I have a Asus K8V-SE Deluxe MB and i want to flash my BIOS to the newer version could someone please explain to me how to do this with a removable usb drive, and also the steps i need to take...i find the steps on the internet to confusing. Thx! :smile:


----------



## blackduck30 (Sep 7, 2004)

Some asus boards come with a program called asus update, I have used this before and it is pretty straigh forward and lets you update from a windows enviroment.
Be warned though updating a bios can result in your board becomming a piece of scrap so I don't recommend updating just for the sake of having the latest bios. I would only update if you require the fixes the new bios offers.
you will have a copy of asus update on the cd that came with your board, make sure to update it with the latest version of the program, from memory there is a update feature


----------



## P11 (May 7, 2005)

ok, i have the asus update program...version 6. Now, i cant really understand the steps could someone please explain it to me.


----------



## nmathew (May 11, 2005)

OK. There are a few ways to do this, I'm going to explain the one I used earlier this week.


Go here:

Linky

Download the K8V SE Deluxe BIOS 1006 and save the .zip file to your desktop.

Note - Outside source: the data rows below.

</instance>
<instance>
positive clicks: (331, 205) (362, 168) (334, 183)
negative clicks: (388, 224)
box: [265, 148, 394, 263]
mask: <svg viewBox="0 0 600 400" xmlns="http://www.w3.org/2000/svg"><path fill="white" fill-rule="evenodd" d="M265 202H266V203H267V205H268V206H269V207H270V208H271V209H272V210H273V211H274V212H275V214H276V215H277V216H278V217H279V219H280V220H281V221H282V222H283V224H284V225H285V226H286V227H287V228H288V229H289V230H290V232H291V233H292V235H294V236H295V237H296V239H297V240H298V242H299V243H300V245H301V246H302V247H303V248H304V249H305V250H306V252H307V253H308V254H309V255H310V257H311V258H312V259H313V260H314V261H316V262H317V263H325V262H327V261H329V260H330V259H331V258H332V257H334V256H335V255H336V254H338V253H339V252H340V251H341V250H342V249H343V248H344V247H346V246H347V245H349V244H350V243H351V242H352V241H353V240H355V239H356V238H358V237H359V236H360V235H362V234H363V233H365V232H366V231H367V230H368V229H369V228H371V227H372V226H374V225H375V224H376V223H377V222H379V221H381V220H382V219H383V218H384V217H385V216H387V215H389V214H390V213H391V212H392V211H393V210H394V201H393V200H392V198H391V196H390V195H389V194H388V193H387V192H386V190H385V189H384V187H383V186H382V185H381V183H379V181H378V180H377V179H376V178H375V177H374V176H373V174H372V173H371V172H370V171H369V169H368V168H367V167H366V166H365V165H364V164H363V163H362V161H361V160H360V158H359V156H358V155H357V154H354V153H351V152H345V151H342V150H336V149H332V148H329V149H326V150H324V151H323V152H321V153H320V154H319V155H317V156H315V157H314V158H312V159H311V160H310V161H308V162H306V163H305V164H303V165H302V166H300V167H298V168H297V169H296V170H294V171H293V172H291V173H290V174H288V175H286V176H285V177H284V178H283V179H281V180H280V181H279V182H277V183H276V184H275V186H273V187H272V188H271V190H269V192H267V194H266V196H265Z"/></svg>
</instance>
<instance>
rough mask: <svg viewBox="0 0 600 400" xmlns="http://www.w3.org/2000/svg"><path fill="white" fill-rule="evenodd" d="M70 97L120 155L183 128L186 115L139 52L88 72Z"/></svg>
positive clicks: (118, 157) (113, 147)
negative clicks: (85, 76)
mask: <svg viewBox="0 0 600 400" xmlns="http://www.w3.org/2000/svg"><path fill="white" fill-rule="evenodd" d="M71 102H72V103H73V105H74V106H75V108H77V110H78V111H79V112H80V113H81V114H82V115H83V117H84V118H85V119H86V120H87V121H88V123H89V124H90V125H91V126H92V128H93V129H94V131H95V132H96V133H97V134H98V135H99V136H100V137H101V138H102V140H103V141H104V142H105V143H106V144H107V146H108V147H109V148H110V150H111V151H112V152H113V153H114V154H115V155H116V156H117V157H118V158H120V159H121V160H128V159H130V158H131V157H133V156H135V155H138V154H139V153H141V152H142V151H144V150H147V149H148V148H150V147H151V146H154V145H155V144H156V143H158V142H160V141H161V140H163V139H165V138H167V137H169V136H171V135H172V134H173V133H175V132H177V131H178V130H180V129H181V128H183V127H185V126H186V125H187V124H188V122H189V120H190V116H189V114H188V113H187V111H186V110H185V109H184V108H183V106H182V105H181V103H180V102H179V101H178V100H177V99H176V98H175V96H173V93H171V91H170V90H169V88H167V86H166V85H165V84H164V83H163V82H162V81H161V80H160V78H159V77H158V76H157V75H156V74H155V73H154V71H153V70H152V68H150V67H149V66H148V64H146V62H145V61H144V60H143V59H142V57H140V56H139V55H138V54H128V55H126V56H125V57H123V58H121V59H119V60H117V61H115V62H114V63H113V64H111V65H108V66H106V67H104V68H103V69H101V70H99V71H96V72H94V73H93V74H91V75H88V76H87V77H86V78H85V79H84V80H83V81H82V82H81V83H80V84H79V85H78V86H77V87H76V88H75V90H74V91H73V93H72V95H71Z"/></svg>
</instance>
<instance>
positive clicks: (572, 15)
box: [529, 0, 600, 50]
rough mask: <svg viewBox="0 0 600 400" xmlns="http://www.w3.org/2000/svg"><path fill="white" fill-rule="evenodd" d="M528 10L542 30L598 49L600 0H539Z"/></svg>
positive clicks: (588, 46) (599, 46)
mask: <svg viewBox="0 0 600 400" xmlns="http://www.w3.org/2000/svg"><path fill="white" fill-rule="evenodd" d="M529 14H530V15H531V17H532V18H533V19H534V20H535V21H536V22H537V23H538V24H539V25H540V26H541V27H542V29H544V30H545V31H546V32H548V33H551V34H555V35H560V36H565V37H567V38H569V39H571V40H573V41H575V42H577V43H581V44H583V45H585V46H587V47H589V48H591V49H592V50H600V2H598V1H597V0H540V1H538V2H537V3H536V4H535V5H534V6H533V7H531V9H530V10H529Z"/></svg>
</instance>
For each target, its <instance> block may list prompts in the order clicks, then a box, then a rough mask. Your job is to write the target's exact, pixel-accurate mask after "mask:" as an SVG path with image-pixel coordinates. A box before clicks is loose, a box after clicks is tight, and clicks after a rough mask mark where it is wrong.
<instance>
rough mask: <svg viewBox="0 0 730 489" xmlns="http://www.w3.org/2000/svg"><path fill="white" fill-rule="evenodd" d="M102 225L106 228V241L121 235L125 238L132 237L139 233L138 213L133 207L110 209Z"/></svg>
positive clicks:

Open Asus update and select save current BIOS ot a file. Save it somewhere. This will be a fallback incase something implodes.

select "Update BIOS from a file"

click next

Under types of files select zipped BIOS file *.zip

click Flash.
Make sure it says sucessful. If not, DO NOT restart and reflash the BIOS until you're successful.

Restart


This next one is important. I had this happen when flashing this board once. I restarted and it wouldn't post. After cussing, I decided to reset the CMOS. This is like formatting your BIOS so that no settings remain but the factory defaults.

Unplug the computer. Open your case. Above and to the left of the battery on the motherboard (to the right of PCI slot 1 and under the AGP slot) there is a jumper. That jumper covers the bottom 2 of three small metal pins. Move it so that it covers the top 2. Count to 5. Move it back down to the bottom 2 pins. Plug in your computer, boot.


----------